Dans le claquement lugubre de ses dents de cristal, le vent du nord ronfla d’un ronflement superbe. Chaque fois qu’il inspirait, la neige en paquets dans ses larges narines, faisait des étoupes de fileuses. Et quand il expirait, son souffle déposait le verre lisse et pur d’une gelée éternelle. Ce spectacle était singulier et ces conseils étranges et saugrenus. Mais un vent qui vous parle a sûrement un savoir qu’il est bon d’appliquer. Le prince abandonna la prison de glaçons qui étreignait son corps, accepta les cordes, les peignes et les balais dont la pire que vieille déjà bourrait son sac, l’embrassa sur ses joues de papier millénaire, creusé de rides bruissantes. Il s’en alla vers l’ouest, c’était ce qui restait. Il n’y avait plus que lui et sa quête folle pour se perdre au chemin effacé par la neige. Il avança sans pensée, sans foi et sans courage cette fois. Il avança.

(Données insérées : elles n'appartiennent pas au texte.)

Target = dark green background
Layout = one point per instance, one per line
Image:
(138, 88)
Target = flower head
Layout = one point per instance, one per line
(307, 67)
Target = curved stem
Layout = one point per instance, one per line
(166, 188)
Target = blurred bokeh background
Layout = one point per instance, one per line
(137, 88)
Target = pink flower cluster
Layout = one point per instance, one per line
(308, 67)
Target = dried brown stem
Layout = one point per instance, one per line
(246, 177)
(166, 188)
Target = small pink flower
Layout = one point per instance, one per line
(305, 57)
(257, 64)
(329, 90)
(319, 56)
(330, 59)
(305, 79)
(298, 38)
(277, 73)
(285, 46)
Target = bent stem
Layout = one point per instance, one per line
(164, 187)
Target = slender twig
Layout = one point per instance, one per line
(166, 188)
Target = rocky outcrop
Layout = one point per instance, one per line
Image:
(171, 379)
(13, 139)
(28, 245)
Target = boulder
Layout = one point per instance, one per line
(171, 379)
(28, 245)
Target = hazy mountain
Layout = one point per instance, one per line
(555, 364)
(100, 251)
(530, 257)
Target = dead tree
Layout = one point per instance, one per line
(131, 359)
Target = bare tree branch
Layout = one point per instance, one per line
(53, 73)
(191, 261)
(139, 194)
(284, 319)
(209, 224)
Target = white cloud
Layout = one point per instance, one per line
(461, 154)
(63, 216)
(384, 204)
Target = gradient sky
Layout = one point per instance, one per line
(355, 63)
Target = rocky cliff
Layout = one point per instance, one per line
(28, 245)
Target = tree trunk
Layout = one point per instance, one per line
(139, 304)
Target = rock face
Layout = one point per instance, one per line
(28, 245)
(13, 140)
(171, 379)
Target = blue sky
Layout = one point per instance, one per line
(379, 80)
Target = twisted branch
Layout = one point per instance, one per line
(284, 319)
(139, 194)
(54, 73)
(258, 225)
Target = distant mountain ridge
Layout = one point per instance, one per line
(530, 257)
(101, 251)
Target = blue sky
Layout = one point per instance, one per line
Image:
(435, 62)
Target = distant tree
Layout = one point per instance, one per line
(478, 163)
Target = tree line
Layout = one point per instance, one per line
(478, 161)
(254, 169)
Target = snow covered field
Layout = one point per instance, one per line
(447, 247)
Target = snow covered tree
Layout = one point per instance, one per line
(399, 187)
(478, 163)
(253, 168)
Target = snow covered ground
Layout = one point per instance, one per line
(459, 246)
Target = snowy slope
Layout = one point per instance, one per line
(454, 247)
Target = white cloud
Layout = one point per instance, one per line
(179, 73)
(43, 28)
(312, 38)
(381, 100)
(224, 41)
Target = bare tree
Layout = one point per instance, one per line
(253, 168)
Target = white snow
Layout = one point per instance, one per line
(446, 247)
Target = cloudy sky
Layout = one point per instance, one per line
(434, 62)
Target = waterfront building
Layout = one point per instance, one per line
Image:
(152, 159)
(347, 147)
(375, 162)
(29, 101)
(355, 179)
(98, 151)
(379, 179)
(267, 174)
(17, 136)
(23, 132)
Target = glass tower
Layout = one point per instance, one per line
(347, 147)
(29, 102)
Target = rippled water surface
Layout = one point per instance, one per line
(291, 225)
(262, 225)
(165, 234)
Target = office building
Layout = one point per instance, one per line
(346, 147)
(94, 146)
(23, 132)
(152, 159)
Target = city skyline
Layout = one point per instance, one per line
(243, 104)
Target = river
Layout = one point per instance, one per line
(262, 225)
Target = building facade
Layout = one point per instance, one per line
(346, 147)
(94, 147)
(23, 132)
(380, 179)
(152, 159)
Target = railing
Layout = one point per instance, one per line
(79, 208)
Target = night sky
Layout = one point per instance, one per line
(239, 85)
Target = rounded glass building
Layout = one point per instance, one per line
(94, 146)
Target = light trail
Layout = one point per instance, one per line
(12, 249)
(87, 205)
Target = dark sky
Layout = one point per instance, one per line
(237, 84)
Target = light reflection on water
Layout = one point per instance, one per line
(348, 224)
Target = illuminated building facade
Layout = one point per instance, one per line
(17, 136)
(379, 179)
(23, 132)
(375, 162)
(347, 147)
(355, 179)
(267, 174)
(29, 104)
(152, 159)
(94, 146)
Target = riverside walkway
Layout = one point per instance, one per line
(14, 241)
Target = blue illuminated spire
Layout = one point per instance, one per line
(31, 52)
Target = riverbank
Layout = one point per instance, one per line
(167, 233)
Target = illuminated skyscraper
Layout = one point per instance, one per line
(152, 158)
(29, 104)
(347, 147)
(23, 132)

Il voyagea des mois, des années, traversa mille paysages. Un jour il s’arrêta, découragé, affamé, vieilli, sans force, sans plus d’espoir. Il sentait la mort lui souffler dans le cou. Il tomba sur le sol.
Une aube rose le ranima. Il était vivant. Devant lui, sous le ciel qui se réveillait, était un grand château, très ancien, de larges pierres très grises, presque noires. Il y avait tout autour un halo de lumière jaune, le soleil pourtant était encore caché dans un jour d’autre part. Il se leva, marcha souple et léger jusqu’à la porte haute et frappa. Il attendit longtemps mais rien ne répondit, même au deuxième coup. La porte entrouverte était épaisse et large, les charnières rouillées craquèrent horriblement quand le prince la poussa. Elle refusa de s’écarter, bloquée par l’ankylose des ans. Une porte oubliée…
L’homme se souvint du conseil des vents, sortit de sa besace l’huile et la graisse de la contrée du Sud, enroba généreusement les charnières arrêtées, dedans, dehors, autour. Ce gras fit un beau travail, si bien que sans murmure la porte bailla grand et notre prince entra dans une cour. Le silence était lourd. La porte claqua plusieurs fois derrière lui, jouant et rejouant avec sa souplesse rendue.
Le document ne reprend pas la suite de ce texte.